Monday, June 13, 2005

Using LexisNexis Academic: Pros and Cons

A crucial part of my planned content analysis is the tool that I will use to gather data from the Xinhua News Agency. LexisNexis Academic holds the electronic archives of hundreds, maybe even thousands, of text-based news sources such as magazines, newspapers, and wire service reports, stretching back to the 1970s. There must be several million individual articles on file, which makes it an incredible resource for students of history, foreign policy, anthropology, and other disciplines. It was apparently started as a resource for lawyers to search for evidence and old case material held in text files.

However, the Web-based interface with this giant database is limited. It works like a search engine, with a few twists. If you want, you can search all of the news sources in the database, or you use drop-down menus and other fields to restrict the search to a certain region, or a certain publication. You can also specify a date range to search. There are three fields to specify the terms you want to search for, as well as "operands" to add or eliminate terms from the results.

For instance, in my study of Xinhua references to Vietnam and Overseas Chinese, I set up a series of searches on one month periods starting in January 1977 and ending in December 1979. I restricted the results to the Xinhua News Agency, so I wouldn't get "hits" from the New York Times, Associated Press, the Hong Kong Standard, etc. In the first field I typed "viet" (lowercase "v", as the results are not case-sensitive) as opposed to "Vietnam" because Xinhua's style guide spells the country "Viet Nam." I also made sure that "viet" wouldn't return results for articles that contained "Soviet", which was a common term in Xinhua articles at the time.

I then selected the operand "and" and in the second field, I typed "overseas Chinese." The way the LexisNexis engine works, the words typed in a single field will be interpreted as a single phrase, not separate words -- i.e., only stories that said "overseas Chinese" would be searched. Also, I could use the operand "not" to find all stories about Vietnam that do not mention overseas Chinese.

One other cool feature of LexisNexis is the ability to restrict each of the three search terms to a certain part of the story -- the headline, the lead paragraph, or the full body of the story. Anyone who regularly reads newspapers can appreciate the value of restricting a search to a word that appears in a headline versus anywhere in the body of an article. How many New York Times stories feature "corn" as a focus, versus a mere background detail? Restricting a search to a headline term would filter out those stories which only included "corn" as a background detail, as background details never appear in a headline.

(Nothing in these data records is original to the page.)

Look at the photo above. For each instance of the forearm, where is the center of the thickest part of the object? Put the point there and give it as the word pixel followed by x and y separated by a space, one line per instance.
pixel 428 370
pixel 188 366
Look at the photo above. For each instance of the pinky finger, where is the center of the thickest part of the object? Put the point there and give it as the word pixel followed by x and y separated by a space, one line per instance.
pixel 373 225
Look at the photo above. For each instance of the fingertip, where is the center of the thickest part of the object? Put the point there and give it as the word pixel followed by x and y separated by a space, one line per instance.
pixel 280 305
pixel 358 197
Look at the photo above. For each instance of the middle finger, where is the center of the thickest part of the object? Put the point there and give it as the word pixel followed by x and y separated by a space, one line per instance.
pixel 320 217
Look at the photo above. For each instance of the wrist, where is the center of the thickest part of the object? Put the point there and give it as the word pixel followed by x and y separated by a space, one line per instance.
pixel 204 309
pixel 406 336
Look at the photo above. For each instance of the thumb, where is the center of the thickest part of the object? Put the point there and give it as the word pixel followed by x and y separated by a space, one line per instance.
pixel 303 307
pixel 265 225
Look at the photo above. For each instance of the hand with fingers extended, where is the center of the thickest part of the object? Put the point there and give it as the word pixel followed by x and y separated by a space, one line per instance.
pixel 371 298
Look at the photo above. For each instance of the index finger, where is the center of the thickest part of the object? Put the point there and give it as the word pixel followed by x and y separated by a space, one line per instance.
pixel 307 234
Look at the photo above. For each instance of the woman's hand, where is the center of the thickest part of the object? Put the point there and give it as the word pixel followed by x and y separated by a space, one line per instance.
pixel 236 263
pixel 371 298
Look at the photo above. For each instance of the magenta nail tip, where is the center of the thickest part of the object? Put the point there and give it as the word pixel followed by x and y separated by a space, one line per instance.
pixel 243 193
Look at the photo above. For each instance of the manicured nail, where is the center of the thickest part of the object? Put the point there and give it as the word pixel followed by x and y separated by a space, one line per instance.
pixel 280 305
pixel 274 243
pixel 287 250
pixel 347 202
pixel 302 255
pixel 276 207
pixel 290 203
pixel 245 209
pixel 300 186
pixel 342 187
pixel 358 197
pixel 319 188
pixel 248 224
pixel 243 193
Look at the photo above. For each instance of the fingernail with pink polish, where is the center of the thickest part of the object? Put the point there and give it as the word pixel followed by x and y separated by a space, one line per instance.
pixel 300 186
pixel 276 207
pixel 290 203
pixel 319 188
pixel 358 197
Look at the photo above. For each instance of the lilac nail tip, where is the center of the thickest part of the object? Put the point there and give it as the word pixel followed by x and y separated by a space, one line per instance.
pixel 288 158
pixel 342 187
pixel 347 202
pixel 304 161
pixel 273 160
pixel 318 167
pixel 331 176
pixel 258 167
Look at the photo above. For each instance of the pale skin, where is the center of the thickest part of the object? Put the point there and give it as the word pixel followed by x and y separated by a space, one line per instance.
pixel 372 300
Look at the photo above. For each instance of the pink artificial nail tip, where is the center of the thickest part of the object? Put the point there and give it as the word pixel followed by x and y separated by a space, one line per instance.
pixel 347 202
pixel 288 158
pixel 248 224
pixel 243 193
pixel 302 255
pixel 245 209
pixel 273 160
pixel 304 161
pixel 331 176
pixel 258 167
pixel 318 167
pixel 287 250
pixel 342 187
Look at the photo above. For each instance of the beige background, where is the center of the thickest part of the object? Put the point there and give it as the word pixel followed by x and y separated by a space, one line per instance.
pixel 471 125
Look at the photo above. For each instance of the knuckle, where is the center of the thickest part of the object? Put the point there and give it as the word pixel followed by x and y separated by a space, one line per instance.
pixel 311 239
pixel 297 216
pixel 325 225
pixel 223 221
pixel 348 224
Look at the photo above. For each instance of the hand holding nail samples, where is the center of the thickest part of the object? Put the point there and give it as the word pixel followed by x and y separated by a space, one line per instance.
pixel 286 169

While this may sound like a great tool, it's far from perfect. My research centers around frequency counts, and LexisNexis is only of limited help in this respect. It can tell me how many stories with a certain term appear in a certain time period, but only if the number is less than 1,000 -- otherwise it returns an error message, forcing you to refine the search criteria, which usually means reducing the time period under study from, say, one month to one week, in order to stay below the 1,000 item limit. It also won't tell you the total number of stories printed by a given news source in a certain time period, which means you have to trick the engine into telling you this detail -- I used "item no" as a search term, as each article in the Xinhua archive starts with "Item No.:" in the slug. This allowed me to determine the total number of stories in a certain period, and, after manually pasting the data into an Excel spreadsheet, calculate the frequency of stories mentioning Vietnam and overseas Chinese (as well as other terms). But this was a more labor-intensive and potentially error-prone method, than if LexisNexis added this capability to the existing tool.

Additionally, LexisNexis does not allow you to determine which terms appear most often in a body of news articles over a certain period. Wouldn't it be great if I could call up all Xinhua stories that mention Vietnam in 1978, and then find out the five most frequently mentioned words within those results that are located in the lead paragraph and are longer than five letters, and their relative frequencies?

Such a search would be possible, if users were allowed to perform full SQL queries on the database. SQL stands for Structured Query Language, and is the language most databases understand .... in fact, it is almost certainly the language that the LexisNexis engine uses behind the scenes to return results using the Web browser interface. However, the browser interface is limited to the SQL methods that correspond to what i have described above .... more advanced queries, such as automatically calculating frequency counts, ordering results by size, or performing statistical methods on the results is not possible.

But what can I do? I can wait for LexisNexis to improve its browser-based search tool, or I could look elsewhere -- Factiva offers a similar service, but its Xinhua archive only goes back to 1989. Or I can attempt more tricks or work-arounds to get the results that will help me with my research.

In any case, I should be thankful that I have access to the existing tool, via the Harvard Libraries agreement with LexisNexis, which allows students to access the engine via a dial-up Web connection. Ten years ago, such a tool was probably not available, unless you were at an on-campus connection.